• desuetude •
de-swi-tyud, di-syu-i-tyud • Hear it!
Part of Speech: Noun, mass (No plural)
Meaning: State of disuse, discontinuance of use implying obsoleteness.
Notes: Today's word is the noun for the seldom used adjective, desuete "out of use, not used any more". Just remember that the negative prefix in this word contains an E (des-) and not an I, as in disuse.
In Play: Desuetude is simply a lovelier surrogate for disuse: "Passenger service on US railroads has fallen into desuetude." It extends to abstract concepts, too: "Many think that civility has fallen into desuetude in the US."

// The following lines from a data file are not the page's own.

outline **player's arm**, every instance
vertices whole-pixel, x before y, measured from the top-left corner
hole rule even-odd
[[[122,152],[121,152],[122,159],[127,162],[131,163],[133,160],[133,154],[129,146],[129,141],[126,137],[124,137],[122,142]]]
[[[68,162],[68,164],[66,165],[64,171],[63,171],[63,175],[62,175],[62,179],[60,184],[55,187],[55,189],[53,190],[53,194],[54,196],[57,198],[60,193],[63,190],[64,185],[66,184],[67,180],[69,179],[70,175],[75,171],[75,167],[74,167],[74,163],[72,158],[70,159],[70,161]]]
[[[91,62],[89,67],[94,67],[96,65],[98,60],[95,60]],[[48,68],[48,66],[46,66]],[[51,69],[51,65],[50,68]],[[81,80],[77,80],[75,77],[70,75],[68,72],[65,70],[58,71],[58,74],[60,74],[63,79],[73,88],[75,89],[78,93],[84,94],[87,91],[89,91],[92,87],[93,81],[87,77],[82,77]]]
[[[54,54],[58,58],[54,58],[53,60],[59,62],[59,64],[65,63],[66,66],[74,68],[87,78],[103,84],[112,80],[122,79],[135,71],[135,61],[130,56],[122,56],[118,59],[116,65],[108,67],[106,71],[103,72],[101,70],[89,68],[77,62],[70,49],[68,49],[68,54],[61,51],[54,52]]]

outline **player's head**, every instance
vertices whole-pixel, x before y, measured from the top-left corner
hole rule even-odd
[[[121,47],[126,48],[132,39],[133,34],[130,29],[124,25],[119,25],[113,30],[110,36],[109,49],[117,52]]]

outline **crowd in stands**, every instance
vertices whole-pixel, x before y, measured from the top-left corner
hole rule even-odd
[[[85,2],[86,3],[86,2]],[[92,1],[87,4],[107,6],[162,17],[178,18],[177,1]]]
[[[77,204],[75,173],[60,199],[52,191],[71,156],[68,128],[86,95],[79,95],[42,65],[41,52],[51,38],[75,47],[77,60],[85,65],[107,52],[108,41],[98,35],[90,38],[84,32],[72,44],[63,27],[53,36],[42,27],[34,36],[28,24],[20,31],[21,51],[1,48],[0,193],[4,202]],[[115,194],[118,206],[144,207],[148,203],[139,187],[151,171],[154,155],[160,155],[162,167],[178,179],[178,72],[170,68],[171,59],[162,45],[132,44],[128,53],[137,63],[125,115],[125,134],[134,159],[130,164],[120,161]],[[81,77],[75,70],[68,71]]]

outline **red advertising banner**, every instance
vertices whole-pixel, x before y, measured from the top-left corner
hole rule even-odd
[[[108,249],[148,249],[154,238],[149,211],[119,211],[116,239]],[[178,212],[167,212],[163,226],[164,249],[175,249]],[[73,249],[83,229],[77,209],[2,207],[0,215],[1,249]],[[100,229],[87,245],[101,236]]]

Word History: Today's Good Word is a borrowing from Latin desuetudo "disuse," a word based on desuetus, the past participle of desuescere "become unaccustomed to". This word may be broken down to de "(away) from" + suescere "become used to", a word inherited from PIE swedh-sko-, from a suffixed form of root swe- "itself, oneself", the third person reflexive pronoun, referring back to whatever the subject of the sentence is. Swe- turns up in Russian as svoy "one's own" and English as self. In French and most Romance languages it is now se and in German it is sich. (Now let's thank Sue Gold, the contributor of today's Good Word, for her effort in preventing it from falling into desuetude.)